Got Print Books? Have a Book Signing! Part 3 of 3: Have Fun

The most important thing about a book signing is to have fun. If you love books, and you love talking about books, the "having fun" part should be easiest of all.

(This is Part 3 of 3, Got Print Books? Have a Book Signing. If you'd like to read Part 1, click here. If you'd like to read Part 2, click here.

7 Tips to Having Fun at Your Book Signing

1. Go in with the attitude of talking about books with other readers. You're there to meet readers and connect--not to sell books.

2. Take along a candy jar filled with Hershey Kisses or something similar. Nothing breaks the ice like candy. Offer each person who passes a chocolate. A lot of people will steer clear of somebody sitting at a table with a stack of books because they're afraid they might have to buy something they don't want. But just about everyone will take a candy. Put a big sign by the jar that says: "Books are treats--so is candy. Have a free candy." Something like that.

In Part 2, I talked about bringing a friend "to talk you up." The more extroverted and garrulous the friend; the more people who will approach you.  The goal is to get the person to approach so you can start a conversation.

3. Have a poster or sign that explains who you are and what you're doing. Say Hello to Author Ima Writer -- She loves to talk about books! Otherwise, people will be stopping by to ask you the location of Tide or Crisco or dog chow.

4. Have bookmarks or postcards or some kind of print material to hand out to everyone who passes your table. Great conversation starters. Some people may not buy the book, but they may go to the website later to do so.

5. Smile at everyone who looks your way. Don't be afraid to make eye contact. Call out, "Hello! I'm Bea Writer. I write mystery novels, and this is my latest book. What do you like to read?" If you're shy, use your friend to do this.

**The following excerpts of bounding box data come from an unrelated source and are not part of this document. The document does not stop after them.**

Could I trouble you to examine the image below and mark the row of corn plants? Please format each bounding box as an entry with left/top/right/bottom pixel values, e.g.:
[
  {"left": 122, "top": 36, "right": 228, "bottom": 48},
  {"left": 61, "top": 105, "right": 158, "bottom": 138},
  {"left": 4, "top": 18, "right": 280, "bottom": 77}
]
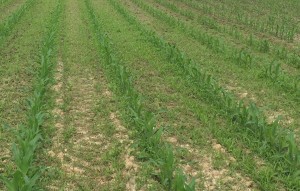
[
  {"left": 0, "top": 0, "right": 9, "bottom": 4},
  {"left": 85, "top": 0, "right": 195, "bottom": 191},
  {"left": 0, "top": 1, "right": 62, "bottom": 191},
  {"left": 155, "top": 0, "right": 300, "bottom": 69},
  {"left": 0, "top": 0, "right": 36, "bottom": 46},
  {"left": 178, "top": 0, "right": 299, "bottom": 42},
  {"left": 110, "top": 0, "right": 300, "bottom": 188},
  {"left": 132, "top": 0, "right": 300, "bottom": 97}
]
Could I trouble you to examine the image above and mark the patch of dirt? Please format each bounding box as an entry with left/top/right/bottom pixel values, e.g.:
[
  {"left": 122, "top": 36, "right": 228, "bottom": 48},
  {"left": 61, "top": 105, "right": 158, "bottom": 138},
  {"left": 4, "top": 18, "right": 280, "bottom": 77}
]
[
  {"left": 110, "top": 112, "right": 139, "bottom": 191},
  {"left": 266, "top": 109, "right": 294, "bottom": 125}
]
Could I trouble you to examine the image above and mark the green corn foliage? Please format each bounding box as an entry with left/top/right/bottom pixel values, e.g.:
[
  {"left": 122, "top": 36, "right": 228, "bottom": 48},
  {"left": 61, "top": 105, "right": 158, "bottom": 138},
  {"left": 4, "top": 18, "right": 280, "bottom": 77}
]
[
  {"left": 0, "top": 0, "right": 36, "bottom": 46},
  {"left": 0, "top": 1, "right": 62, "bottom": 191},
  {"left": 110, "top": 0, "right": 300, "bottom": 187},
  {"left": 85, "top": 0, "right": 195, "bottom": 190}
]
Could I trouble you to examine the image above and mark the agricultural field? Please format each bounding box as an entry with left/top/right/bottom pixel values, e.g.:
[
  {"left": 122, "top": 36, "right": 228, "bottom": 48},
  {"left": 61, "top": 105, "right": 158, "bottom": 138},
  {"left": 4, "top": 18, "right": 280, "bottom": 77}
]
[{"left": 0, "top": 0, "right": 300, "bottom": 191}]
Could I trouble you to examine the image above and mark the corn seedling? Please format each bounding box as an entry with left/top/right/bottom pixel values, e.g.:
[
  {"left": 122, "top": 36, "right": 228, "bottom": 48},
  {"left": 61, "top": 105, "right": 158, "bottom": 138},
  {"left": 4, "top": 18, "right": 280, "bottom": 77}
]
[
  {"left": 85, "top": 0, "right": 195, "bottom": 188},
  {"left": 0, "top": 0, "right": 36, "bottom": 45},
  {"left": 0, "top": 1, "right": 62, "bottom": 191},
  {"left": 110, "top": 0, "right": 299, "bottom": 187}
]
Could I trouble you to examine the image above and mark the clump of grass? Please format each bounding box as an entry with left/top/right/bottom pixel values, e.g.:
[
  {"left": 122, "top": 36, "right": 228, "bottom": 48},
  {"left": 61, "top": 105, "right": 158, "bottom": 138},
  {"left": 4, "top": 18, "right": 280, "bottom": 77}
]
[
  {"left": 0, "top": 0, "right": 36, "bottom": 46},
  {"left": 110, "top": 0, "right": 300, "bottom": 188},
  {"left": 0, "top": 1, "right": 62, "bottom": 191},
  {"left": 85, "top": 0, "right": 194, "bottom": 191}
]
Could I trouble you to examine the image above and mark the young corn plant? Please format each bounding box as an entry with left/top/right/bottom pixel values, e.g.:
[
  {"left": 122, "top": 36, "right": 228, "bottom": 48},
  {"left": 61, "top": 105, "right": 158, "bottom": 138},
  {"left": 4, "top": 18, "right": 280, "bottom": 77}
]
[
  {"left": 110, "top": 0, "right": 300, "bottom": 188},
  {"left": 0, "top": 0, "right": 36, "bottom": 46},
  {"left": 85, "top": 0, "right": 196, "bottom": 188},
  {"left": 0, "top": 2, "right": 62, "bottom": 191}
]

6. Take along another friend who will sit at the table with you so you won't feel or look lonely. With 2 friends as backup, you're more likely to feel comfortable and friendly to everyone. One friend can steer people to your table. The friend at the table can hand out your printed material and open a conversation. Working the crowd is a learned skill, and a 3-pronged approach is great.

7. Take a camera and have your friend take pictures or video of you signing books, greeting people, or just looking relaxed and happy. These are great for posting on social media and websites. Don't be surprised if people want to have a photo made with you. Ask their permission if you plan to put it online. (In fact, from my freelance days, I urge you to have them sign a simple release form. Example: Author Mary Smith has my permission to use my image and post it (be specific here on her website, blog, Facebook, or whatever... Then have the person sign and date it.)

Takeaway Truth

I've done a lot of book signings everywhere from a corporate boardroom to libraries to WalMart and bookstores. I've always found them to be great fun. Let me know if you have one and how you liked it.


  1. I did my first real book signing a few weeks ago and found that bringing friends really does help! I am seriously introverted and don't like to sell people my books, but having a couple other authors there and signing all together was such fun. I felt more at ease and comfortable talking to people that came by and in the down time we chatted with the bookstore staff and each other. It was great :) Thanx for the tips!

    1. So glad you had a good experience, Rebekah. Book signings can be so much fun if you just focus on the commonality shared by the author and the customers -- love of reading!